The 30 percent profit goal Finn cited matches the target that James Gorman, the chairman and former CEO of the firm, first set for Morgan Stanley as a whole a couple of years ago.

The company has seen increasing revenue and income from wealth management over the past decade. When Gorman was co-president of Morgan Stanley in 2010, before taking the reins as CEO from John Mack, the portion of the bank’s pretax profit that came from its wealth and investment management group was about 26 percent. Last year, that portion was up to 52 percent.

Gorman also paved the way for growth at Morgan Stanley’s wealth management business through a series of acquisitions starting five years ago: the 2019 purchase of Solium Capital, a stock plan business that focused on technology startups, for $900 million; the $13 billion acquisition of discount broker ETrade a year later; and the 2021 deal for Eaton Vance, a leading active manager of mutual funds, including the Calvert and Parametric brands.

Such a target comes at a price. Morgan Stanley said last month it was planning to eliminate several hundred jobs, the first such move under new CEO Ted Pick, who replaced Gorman at the start of the year. The cuts will affect less than 1 percent of employees in the wealth management business, which has about 40,000 workers and is the firm’s largest unit, according to Bloomberg News.

In his presentation, Finn likened the wealth management business at Morgan Stanley to a funnel, moving clients from platforms like ETrade to working with a financial advisor and using fee-based or advisory products with a greater number of clients.

The goal is to “accelerate the path to advice,” he said. “I think people who follow us know that we talked about that as the funnel. We start with winning new clients, who bring in net new assets that we migrate into advisory relationships, which generates that recurring fee-based revenue.”

That can be lucrative. “We’ve averaged $100 billion in fee-based flows over the last couple of years at a blended 60 basis points [return on assets] net of financial advisor compensation,” Finn said. “That’s a couple of hundred million in [profit before tax] each year.”
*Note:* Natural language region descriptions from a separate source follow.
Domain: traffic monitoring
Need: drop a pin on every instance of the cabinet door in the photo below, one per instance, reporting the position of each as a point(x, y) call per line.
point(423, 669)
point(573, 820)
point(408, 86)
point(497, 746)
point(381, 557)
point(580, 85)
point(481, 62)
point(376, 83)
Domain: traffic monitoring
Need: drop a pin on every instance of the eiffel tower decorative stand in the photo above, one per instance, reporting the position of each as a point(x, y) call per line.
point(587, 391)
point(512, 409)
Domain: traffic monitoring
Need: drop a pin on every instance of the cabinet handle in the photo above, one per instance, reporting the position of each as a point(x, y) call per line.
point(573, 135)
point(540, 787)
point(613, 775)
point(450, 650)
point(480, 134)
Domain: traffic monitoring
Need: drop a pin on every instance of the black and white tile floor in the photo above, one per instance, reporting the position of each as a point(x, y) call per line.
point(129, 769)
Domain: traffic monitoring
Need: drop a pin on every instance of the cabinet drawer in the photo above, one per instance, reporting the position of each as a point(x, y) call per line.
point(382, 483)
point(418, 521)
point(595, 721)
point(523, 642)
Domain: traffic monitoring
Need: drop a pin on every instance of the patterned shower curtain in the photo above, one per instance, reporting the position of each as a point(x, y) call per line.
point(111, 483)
About 50 percent of Morgan Stanley’s $3.1 trillion of client assets that financial advisors work with are currently in fee-based accounts and products, according to the company. That could reach 60 percent to 70 percent over time, Finn said.
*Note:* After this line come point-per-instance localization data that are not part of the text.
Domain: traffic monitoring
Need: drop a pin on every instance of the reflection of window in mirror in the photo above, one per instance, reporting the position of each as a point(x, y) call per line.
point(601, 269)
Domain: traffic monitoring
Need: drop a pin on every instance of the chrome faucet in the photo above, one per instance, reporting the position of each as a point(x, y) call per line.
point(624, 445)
“There is still a significant opportunity within our own book to continue to migrate assets into advisory accounts,” he noted.
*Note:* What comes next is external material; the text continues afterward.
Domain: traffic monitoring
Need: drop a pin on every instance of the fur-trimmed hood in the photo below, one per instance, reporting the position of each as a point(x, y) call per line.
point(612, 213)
The firm’s wealth management business is also going to encourage its financial advisors to pursue banking relationships with clients, a tactic that its competitor Merrill Lynch has also focused on, with “lending penetration” and its “checking offering” the focus.

Financial advisors selling and recommending more alternative investments will round out the firm’s strategy, Finn said. “We’re going to drive transactional revenue through more adoption of our alts platform and our capital markets business,” he said. “Those together, we think, are going to do another couple of hundred million [profit before tax], let’s just say.

One plaintiff’s attorney noted that since Charles Schwab cut commissions to zero on stock trades and other transactions a few years ago, big firms have been looking to create other revenue streams to replace lost commission dollars.

“No brokerage firm can make money any more selling stock,” said Scott Silver, the attorney. “That’s why they’ve turned to products like alternative investments and annuities. Understanding what the fees are for those types of products requires a PhD. The message from the firm to the client is to use alternative investments and annuities to reduce risk, but first try to understand the fees and what you’re paying for these things.”

Meanwhile, Morgan Stanley continues to focus on technology for its financial advisors, including rolling out artificial intelligence functions, Finn said.

“AIMS Plus is just a chatbot for Morgan Stanley employees, but with the appropriate controls around it,” he said. “So our advisors will be able to use it to send emails, do research, create newsletters, all of the things that you can imagine.”